A Vallauris, dans l’atelier Madoura, Picasso recrée tout un répertoire iconographique imprégné de l’Antiquité, à l’image de ce vase Gros oiseau vert, spécialement conçu pour le couple Ramié.
Hibou, grand-duc, colombe de la paix ou aigle royal… Parmi les créations hybrides zoomorphiques de l’œuvre peint comme sculpté de Pablo Picasso, ce sont les oiseaux qui reviennent le plus souvent. Sous l’œil bienveillant d’Ubu – sa chouette –, l’artiste modèle dès la fin des années 1940, dans l’atelier Madoura de Vallauris, des formes simplifiées du faune au service d’une céramique voulue utilitaire. C’est à l’été 1946 qu’il rencontre les propriétaires du lieu, Georges et Suzanne Ramié, dans ce petit village du Golfe-Juan. Le coup de foudre artistique est immédiat. Après un essai fructueux la même année, il s’installe définitivement à Vallauris en 1948 où, sous contrat avec les Ramié, il produit vases, assiettes, pichets, entre autres objets du quotidien destinés à rendre son art plus accessible. Porté par la liberté artistique inédite qu’offre ce nouveau médium, Picasso renouvelle son répertoire iconographique. Ainsi naîtront des formes originales, simplifiées, comme pliées à la manière d’un origami. Ce galbe au corps ovoïde, sur lequel sont fixées deux poignées incarnant les ailes du volatile, a été imaginé en 1951. S’en est suivie toute une déclinaison en plusieurs séries, dont cet exemple de 1960, le vert, un modèle édité à vingt-cinq pièces. Le nôtre porte dans le col la mention manuscrite « exemplaire éditeur », avec le cachet Madoura et « Éditions Picasso ». Spécialement conçu pour le couple Ramié, en parfait état, il a été façonné et peint par le maître lui-même. Ce « gros oiseau » en vol, vraisemblablement un hibou, date des dernières années de l'artiste à Vallauris, juste avant qu’il ne parte s’installer à Mougins.

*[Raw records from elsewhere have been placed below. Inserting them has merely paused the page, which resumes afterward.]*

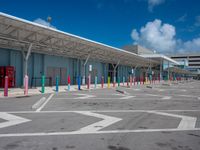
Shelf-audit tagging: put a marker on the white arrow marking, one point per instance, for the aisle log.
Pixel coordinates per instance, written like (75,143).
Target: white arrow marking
(166,97)
(186,122)
(107,121)
(127,97)
(11,120)
(84,96)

Influences méditerranéennes
Les Ramié faisaient partie de cette nouvelle vague de céramistes, attachés à moderniser l’artisanat local. Très vite, Picasso se laisse déborder par son imagination : loin de rester cantonnées à leur rôle d’artefacts du quotidien, ses pièces deviendront de véritables objets d’art et de collection. À Vallauris, Picasso entre en contact avec plusieurs siècles d’artisanat. Les céramiques qu’il crée, notamment les vases, empruntent à l’esthétique des ouvrages antiques : telles des amphores étrusques, elles semblent avoir été sorties du fond de l’eau. Le programme iconographique, non plus, n’est pas étranger à l’esprit méditerranéen et hispano-mauresque de l’enfance du peintre, qui s’empare d’un large panel de thèmes : oiseaux, natures mortes, poissons, hiboux, mais aussi sa chèvre Esmeralda et sa femme Jacqueline, rencontrée pendant la guerre et épousée à Vallauris. C’est en homme heureux et investi qu’il opère à l’atelier Madoura : « Il surveillait le tourneur qu’il adorait interrompre pour “tordre le cou” aux pots et leur donner une forme zoomorphe », témoignait le praticien antibois Dominique Sassi, de l’atelier Madoura, lors de l’exposition « Picasso céramiste et la Méditerranée », à Sèvres en 2013-2014. Ce sont en tout plus de 3 600 pièces qui seront exécutées dans cet atelier du sud de la France, certaines uniques, d’autres éditées entre vingt-cinq et cinq cents exemplaires. En dépassant la fonction utilitaire de la céramique et en révolutionnant ses codes, Picasso, à Vallauris, s’est imposé comme « l’un des premiers à inscrire la céramique dans le langage artistique de la seconde partie du XXe siècle », pour reprendre les mots d’Éric Moinet, directeur du département du patrimoine et des collections de la Cité de la céramique de Sèvres.